Die erfolgreiche Operationalisierung von New-Work-Ansätzen erfordert Offenheit und klare Kommunikation mit den Mitarbeitern. Gemäß den Aussagen der befragten NextGens trägt die transparente Kommunikation hinsichtlich der Erwartungen und Anforderungen sowie die gemeinsame Erarbeitung von Lösungen mit den Mitarbeitern zum langfristigen Erfolg bei. Auch die Akzeptanz der Belegschaft bezüglich der Einführung oder auch Nicht-Einführung von New-Work-Maßnahmen kann hierdurch verbessert werden.
Wie NextGens New Work leben
„Ich lebe New Work gar nicht, da ich noch dem klassischen Bild eines Geschäftsführers entspreche und ohnehin jeden Tag vor Ort bin. Unser Betrieb ist ortsgebunden und für mich sind flexible Arbeitszeitmodelle weniger relevant.“
NextGens leben New Work sehr unterschiedlich: Für viele ist Flexibilität, wie ortsunabhängiges Arbeiten und flexible Arbeitszeiten unverzichtbar. Verwaltungstätigkeiten wie Zahlungsabwicklungen oder Rechnungswesen werden oft digital und zeitunabhängig erledigt. Jüngere NextGens setzen diesbezüglich auch gezielt und in großem Umfang Künstliche-Intelligenz-Tools ein, um ihre Tätigkeiten zu optimieren. Andere wiederum leben New Work kaum oder gar nicht. Vor allem in produktionsnahen Bereichen bleibt die Anwesenheit im Unternehmen wichtig. Hier steht die physische Präsenz weiterhin im Mittelpunkt, während flexible Arbeitsmodelle weniger relevant sind.
Einschätzung der Bedeutung von New Work in Abhängigkeit vom Alter und Beschäftigungsdauer
Es zeigt sich, dass jüngere NextGen-Führungskräfte New Work als essenziell für die Unternehmensentwicklung erachten, während ältere NextGens in der Altersgruppe 30-39 Jahre den Ansatz skeptischer bewerten.

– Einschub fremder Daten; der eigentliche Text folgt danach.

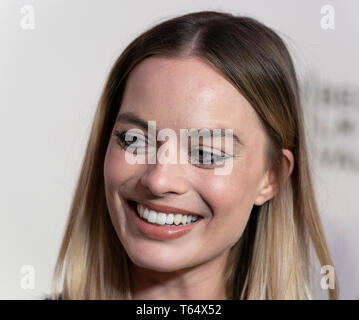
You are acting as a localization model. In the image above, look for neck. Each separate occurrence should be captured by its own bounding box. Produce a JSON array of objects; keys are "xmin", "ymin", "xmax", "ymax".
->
[{"xmin": 130, "ymin": 251, "xmax": 228, "ymax": 300}]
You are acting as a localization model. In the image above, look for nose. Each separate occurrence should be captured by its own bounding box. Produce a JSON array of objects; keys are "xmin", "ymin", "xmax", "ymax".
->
[{"xmin": 141, "ymin": 162, "xmax": 189, "ymax": 197}]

So sind es insbesondere die unter 30-Jährigen, die betonen, dass New Work wichtige Aspekte für das Kerngeschäft bietet und vor allem Künstliche Intelligenz großes Potenzial zur Reduktion repetitiver Aufgaben hat.

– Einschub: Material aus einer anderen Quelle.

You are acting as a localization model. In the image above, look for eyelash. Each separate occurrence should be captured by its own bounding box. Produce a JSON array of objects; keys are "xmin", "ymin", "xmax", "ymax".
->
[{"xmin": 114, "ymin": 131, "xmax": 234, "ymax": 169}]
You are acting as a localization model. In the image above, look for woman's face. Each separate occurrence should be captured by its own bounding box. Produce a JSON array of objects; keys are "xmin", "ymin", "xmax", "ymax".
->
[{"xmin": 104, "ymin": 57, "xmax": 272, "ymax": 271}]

Rahmenbedingungen und die Notwendigkeit innovativer Personalstrategien
Die Umsetzung von New-Work-Maßnahmen hängt auch von strukturellen und rechtlichen Rahmenbedingungen ab. So mancher NextGen wäre bereit, flexiblere Arbeitszeitmodelle für Blue-Collar-Mitarbeiter zu ermöglichen, damit nicht nur White-Collar-Arbeitnehmer von New-Work-Maßnahmen profitieren. Um jedoch weiterhin profitabel wirtschaften zu können, etwa bei reduzierten Arbeitstagen, müsste die Gesamtarbeitszeit beibehalten werden, was eine Verdichtung der Stunden zur Folge hätte. In diesem Zusammenhang wäre eine Anpassung des Arbeitszeitgesetzes erforderlich. Dies könnte zum Beispiel durch eine Umstellung von der täglichen auf eine wöchentliche Höchstarbeitszeit erfolgen. Diese Flexibilisierung würde nicht nur die Wettbewerbsfähigkeit der Unternehmen stärken, sondern auch Arbeitnehmern mehr individuelle Gestaltungsfreiheit ermöglichen. Gleichzeitig könnten Teilzeitkräfte einfacher ihre Arbeitszeit erhöhen, wodurch die Vereinbarkeit von Familie und Beruf verbessert würde. So könnte ungenutztes Potenzial am Arbeitsmarkt besser ausgeschöpft werden.
Fazit
Die Bewertung und Nutzung von New Work hängt stark vom Unternehmenskontext sowie dem individuellen Verständnis des New-Work-Konzepts durch den NextGen ab. Für NextGens ist es häufig ein Balanceakt zwischen den eigenen Anforderungen an Flexibilität und den traditionellen Werten ihres Familienunternehmens. Die jüngeren NextGens sehen in New Work großes Potenzial, Abläufe im Unternehmen effizienter zu gestalten und attraktive Arbeitsbedingungen für Fachkräfte zu bieten. Gleichzeitig könnten laut der NexGens durch rechtliche Anpassungen flexiblere Arbeitsweisen in gewerblichen Berufen etabliert werden und somit die Attraktivität von Tätigkeiten in Branchen mit erheblichem Fachkräftemangel gesteigert werden.